The details of the house of cards he built up are infinitely disturbing. Most of the boys were accessible to Sandusky by way of the non-profit. Sandusky essentially constructed a sophisticated organizational infrastructure whereby legitimate child-care professionals would seek and locate children who were vulnerable, and unwittingly entangle them in Sandusky’s twisted net.
1) Rae Carruth:
This one has everything you’d never want from a sports story. Rae Lamar Wiggins (a.k.a. Rae Theotis Carruth) was drafted by the Carolina Panthers out of Colorado in 1997. He’d catch 62 balls for 800+ yards and four touchdowns during games scattered over parts of three seasons. Prior to springtime in 1999, Cherica Adams, a woman he had been dating, became pregnant with his child. Carruth asked her to have an abortion, and she refused. Later that year, when she was seven-plus months pregnant, they went for a movie date. Afterward, Carruth had Adams follow behind his car in her own. Shortly thereafter, Carruth stopped his car in front of hers while another vehicle drove up alongside her. A passenger in the second vehicle opened fire directly on Adams, unleashing five bullets and hitting her four times, damaging vital organs.
Adams was somehow able to call 911 and relate to the dispatcher what she could piece together – namely, that she was very pregnant with Carruth’s child and that he must have arranged the shooting. After emergency surgery, the baby boy, Chancellor Lee, was saved despite being 10 weeks premature. Because of blood loss and hypoxic brain injury, he is severely physically and mentally disabled.
Adams managed to scribble out notes of her recollections of the incident, including the involvement of Carruth’s car and the fact that he was at the scene of the shooting. She fell into a coma. The notes would help the authorities arrest Carruth for attempted murder. Carruth posted a $3 million bond on the agreement that if Adams or the baby died, he would turn himself in. A month after the shooting, Adams passed away. One of the charges against Carruth was changed from attempted murder to murder. Upon hearing of her death, Carruth fled. He would be found by FBI agents in the trunk of a friend’s car in a bordering state. Carruth was convicted, and remains in the slammer. During Carruth’s trial, the triggerman, Van Brett Watkins, described how Carruth had hired him as a hit-man to kill Adams and the baby. Watkins testified that he himself was “petrified” of Carruth.

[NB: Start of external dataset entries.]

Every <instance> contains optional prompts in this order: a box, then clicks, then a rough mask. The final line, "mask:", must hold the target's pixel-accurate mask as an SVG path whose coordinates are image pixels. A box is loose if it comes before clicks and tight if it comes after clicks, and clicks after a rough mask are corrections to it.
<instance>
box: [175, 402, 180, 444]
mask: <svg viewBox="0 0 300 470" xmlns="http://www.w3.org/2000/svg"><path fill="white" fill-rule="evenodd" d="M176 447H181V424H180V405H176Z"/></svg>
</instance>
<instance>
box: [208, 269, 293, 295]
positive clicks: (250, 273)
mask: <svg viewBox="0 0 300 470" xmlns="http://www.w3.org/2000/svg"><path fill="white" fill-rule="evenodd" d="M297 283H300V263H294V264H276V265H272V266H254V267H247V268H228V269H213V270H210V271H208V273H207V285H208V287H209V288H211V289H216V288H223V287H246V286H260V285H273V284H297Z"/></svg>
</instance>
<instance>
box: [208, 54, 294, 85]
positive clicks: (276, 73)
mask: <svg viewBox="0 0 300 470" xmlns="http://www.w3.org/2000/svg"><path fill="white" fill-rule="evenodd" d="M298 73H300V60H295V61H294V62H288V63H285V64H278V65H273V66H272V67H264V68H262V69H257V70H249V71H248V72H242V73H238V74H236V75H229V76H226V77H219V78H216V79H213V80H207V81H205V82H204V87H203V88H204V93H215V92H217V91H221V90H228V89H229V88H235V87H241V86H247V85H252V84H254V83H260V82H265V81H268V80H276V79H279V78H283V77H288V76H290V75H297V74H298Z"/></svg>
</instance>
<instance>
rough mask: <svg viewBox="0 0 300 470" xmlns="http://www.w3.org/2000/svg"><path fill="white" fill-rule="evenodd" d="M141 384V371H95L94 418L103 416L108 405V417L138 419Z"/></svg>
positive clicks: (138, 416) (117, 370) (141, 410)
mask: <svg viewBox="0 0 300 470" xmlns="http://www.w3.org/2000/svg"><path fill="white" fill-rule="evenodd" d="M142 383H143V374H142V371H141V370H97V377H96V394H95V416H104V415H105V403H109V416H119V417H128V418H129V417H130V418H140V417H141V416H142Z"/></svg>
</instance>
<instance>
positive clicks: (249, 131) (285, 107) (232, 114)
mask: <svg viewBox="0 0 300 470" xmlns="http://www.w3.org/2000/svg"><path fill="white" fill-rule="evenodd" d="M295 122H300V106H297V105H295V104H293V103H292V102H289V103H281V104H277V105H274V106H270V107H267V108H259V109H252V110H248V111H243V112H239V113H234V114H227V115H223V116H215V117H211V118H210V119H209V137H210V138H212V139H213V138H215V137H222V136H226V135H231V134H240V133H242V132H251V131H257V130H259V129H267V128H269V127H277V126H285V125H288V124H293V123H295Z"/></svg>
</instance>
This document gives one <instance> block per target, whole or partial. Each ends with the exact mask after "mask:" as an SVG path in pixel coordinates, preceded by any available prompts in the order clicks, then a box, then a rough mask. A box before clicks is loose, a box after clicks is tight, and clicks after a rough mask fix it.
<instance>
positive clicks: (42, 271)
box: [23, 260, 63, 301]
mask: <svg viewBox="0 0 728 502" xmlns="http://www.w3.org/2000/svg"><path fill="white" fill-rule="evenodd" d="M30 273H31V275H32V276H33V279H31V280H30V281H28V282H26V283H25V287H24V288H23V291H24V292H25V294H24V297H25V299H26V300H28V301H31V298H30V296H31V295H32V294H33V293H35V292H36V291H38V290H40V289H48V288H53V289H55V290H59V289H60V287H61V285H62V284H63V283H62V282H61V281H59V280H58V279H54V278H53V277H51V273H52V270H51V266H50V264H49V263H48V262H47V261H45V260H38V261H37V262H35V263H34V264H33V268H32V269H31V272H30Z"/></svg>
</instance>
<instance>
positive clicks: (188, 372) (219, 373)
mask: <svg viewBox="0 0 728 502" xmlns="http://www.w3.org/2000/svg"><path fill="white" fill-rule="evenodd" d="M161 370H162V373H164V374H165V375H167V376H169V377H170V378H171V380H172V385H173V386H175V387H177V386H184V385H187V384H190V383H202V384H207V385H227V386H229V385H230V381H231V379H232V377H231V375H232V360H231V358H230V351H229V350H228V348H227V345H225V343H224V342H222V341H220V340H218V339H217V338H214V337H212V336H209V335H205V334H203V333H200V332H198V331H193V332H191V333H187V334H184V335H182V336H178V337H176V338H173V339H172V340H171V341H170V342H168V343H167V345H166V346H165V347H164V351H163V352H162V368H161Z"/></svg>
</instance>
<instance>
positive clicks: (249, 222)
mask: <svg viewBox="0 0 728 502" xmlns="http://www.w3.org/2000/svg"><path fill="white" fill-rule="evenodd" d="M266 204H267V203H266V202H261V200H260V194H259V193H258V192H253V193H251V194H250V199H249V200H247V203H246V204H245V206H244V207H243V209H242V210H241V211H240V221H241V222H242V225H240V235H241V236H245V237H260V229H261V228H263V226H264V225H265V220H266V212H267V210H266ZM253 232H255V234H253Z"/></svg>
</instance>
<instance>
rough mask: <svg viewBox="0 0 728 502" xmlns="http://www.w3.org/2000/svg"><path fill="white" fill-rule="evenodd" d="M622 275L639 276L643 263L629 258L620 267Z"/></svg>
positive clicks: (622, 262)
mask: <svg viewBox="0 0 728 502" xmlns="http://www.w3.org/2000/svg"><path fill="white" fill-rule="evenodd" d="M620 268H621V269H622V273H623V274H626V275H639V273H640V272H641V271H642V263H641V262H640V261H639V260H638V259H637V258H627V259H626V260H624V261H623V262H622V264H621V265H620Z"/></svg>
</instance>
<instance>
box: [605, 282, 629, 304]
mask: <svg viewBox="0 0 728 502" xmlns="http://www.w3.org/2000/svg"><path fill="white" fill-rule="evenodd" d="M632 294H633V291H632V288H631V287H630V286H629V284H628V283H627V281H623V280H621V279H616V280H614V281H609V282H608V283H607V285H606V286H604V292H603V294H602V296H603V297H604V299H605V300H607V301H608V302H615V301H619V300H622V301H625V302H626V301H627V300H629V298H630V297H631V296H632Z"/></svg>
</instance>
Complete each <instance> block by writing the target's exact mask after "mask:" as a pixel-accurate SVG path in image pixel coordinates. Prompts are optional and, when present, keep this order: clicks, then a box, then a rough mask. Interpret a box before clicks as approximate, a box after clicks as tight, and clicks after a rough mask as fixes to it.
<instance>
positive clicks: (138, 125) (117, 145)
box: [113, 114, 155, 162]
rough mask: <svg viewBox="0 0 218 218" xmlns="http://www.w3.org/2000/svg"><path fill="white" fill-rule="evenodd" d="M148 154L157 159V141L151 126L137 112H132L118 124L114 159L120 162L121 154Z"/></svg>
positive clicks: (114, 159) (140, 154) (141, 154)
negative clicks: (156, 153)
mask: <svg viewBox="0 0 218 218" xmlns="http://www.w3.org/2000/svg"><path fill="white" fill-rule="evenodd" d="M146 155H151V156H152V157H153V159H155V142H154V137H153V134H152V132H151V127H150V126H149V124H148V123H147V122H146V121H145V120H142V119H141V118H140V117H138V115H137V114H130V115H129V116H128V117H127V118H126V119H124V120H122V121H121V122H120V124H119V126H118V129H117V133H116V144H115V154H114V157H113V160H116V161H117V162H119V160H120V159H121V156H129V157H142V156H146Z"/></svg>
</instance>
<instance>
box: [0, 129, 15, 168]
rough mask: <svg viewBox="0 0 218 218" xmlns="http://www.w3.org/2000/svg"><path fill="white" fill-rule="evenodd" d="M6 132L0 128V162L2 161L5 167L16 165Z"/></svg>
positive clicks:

- It now appears that Pouncey is quite able to create a perfectly good media spectacle of his own, as he has increasingly become embroiled in the scandal involving Richie Incognito’s tormenting of Jonathan Martin.

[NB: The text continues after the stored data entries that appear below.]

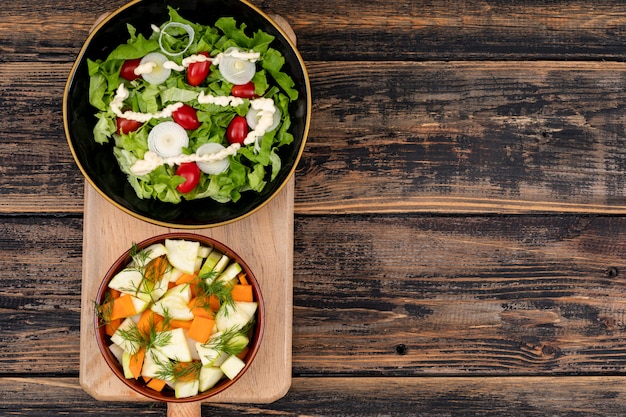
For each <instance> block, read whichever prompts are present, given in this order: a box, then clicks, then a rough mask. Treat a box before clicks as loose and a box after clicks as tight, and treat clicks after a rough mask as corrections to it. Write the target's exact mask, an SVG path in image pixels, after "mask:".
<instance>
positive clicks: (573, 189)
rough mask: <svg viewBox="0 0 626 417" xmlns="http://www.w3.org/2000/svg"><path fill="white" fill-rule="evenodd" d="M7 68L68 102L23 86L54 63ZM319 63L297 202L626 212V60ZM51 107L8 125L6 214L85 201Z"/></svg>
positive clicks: (5, 190) (22, 95) (17, 117)
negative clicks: (27, 151)
mask: <svg viewBox="0 0 626 417" xmlns="http://www.w3.org/2000/svg"><path fill="white" fill-rule="evenodd" d="M2 68H3V70H5V72H4V73H3V74H4V75H5V76H6V77H7V79H9V80H13V81H16V84H17V85H18V88H17V90H15V91H13V92H12V93H4V94H7V95H9V96H10V98H11V99H12V100H13V101H10V102H14V103H16V104H14V105H15V106H17V107H18V108H23V109H26V108H27V107H28V106H29V104H28V103H30V102H31V101H32V100H33V98H34V97H35V98H37V99H38V100H41V101H43V102H44V103H48V104H52V103H58V102H59V100H60V98H59V97H53V96H52V94H54V91H55V90H54V89H51V90H42V91H40V90H36V91H38V92H37V93H34V92H32V91H31V90H29V88H28V87H27V86H28V85H29V80H33V81H36V82H35V83H34V84H35V85H41V84H43V83H44V82H45V80H47V79H48V77H47V76H46V77H44V76H43V75H42V74H43V72H44V64H41V63H40V64H37V65H34V66H33V68H32V69H31V70H30V71H25V67H24V65H23V64H21V65H13V64H11V65H9V64H2ZM66 68H67V67H65V66H59V67H57V68H56V69H55V71H57V72H58V71H61V69H66ZM309 72H310V75H311V83H312V90H313V92H314V97H313V102H314V108H313V117H312V124H311V131H310V134H309V140H308V141H307V145H306V148H305V151H304V154H303V158H302V160H301V163H300V165H299V167H298V171H297V172H296V178H297V182H296V184H297V188H296V203H295V204H296V206H295V210H296V212H297V213H300V214H326V213H380V212H384V213H402V212H436V213H478V212H480V213H528V212H556V213H561V212H571V213H610V214H616V213H617V214H624V213H626V180H625V178H626V175H624V174H625V173H626V151H625V149H626V147H625V146H623V142H624V137H626V132H625V131H624V124H623V121H622V113H623V107H624V106H623V103H625V102H626V89H625V88H624V84H625V83H626V64H624V63H596V62H530V63H526V62H515V63H509V62H479V63H473V62H448V63H444V62H424V63H416V62H414V63H398V62H379V63H377V65H369V64H367V63H365V62H316V63H310V65H309ZM41 77H43V79H41ZM17 80H21V81H19V82H17ZM55 80H56V82H57V83H59V82H61V77H59V76H58V75H57V77H56V78H55ZM477 86H480V87H477ZM355 89H356V90H355ZM43 91H50V92H43ZM354 91H359V94H355V93H354ZM2 94H3V93H1V92H0V98H1V97H2ZM33 95H34V97H33ZM387 97H389V98H391V99H390V100H387V99H386V98H387ZM2 102H3V101H2V100H0V103H2ZM44 108H46V109H48V106H44ZM42 112H44V110H42ZM45 112H46V113H45V114H42V113H39V114H38V113H37V112H33V113H29V112H26V111H24V112H22V114H23V117H10V118H7V119H5V120H3V122H2V125H1V127H0V134H3V135H7V136H8V137H10V138H12V139H11V140H9V141H3V142H2V143H1V144H0V153H2V154H4V155H7V157H8V155H11V158H14V159H15V161H16V162H14V163H11V164H7V165H3V166H2V167H0V172H2V173H5V174H7V175H3V176H2V181H3V183H4V185H3V187H1V188H0V195H1V196H2V197H3V198H2V199H0V212H2V213H15V212H62V213H65V212H72V213H80V212H81V210H82V209H81V206H80V203H82V194H81V191H80V190H81V189H82V187H80V186H77V183H79V182H80V180H81V177H80V172H79V171H78V169H77V168H76V167H75V165H74V163H73V161H72V160H71V156H70V154H69V151H68V149H67V145H66V142H65V138H64V136H63V133H62V131H61V130H60V127H59V120H58V118H59V117H60V114H59V112H58V111H51V110H45ZM42 118H43V120H46V121H48V123H42V122H41V120H42ZM18 144H19V145H18ZM25 146H26V147H28V149H29V152H28V153H21V152H17V151H18V148H19V149H23V148H24V147H25ZM390 161H393V162H390Z"/></svg>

- O.J. was acquitted at his controversial criminal trial, which involved numerous missteps by prosecutors and various witnesses. He was later found liable in a civil wrongful death suit brought by the Goldman family, which led to a plaintiff’s verdict to the tune of $33+ million dollars (including punitive damages). The prosecutors in the criminal trial had to prove his guilt beyond a reasonable doubt, while the plaintiffs in the civil suit merely needed to prove their allegations “by a preponderance of the evidence,” which essentially equates to proving that they are more likely true than not.
- His logic gets a little hard to follow around, oh, the very damn beginning.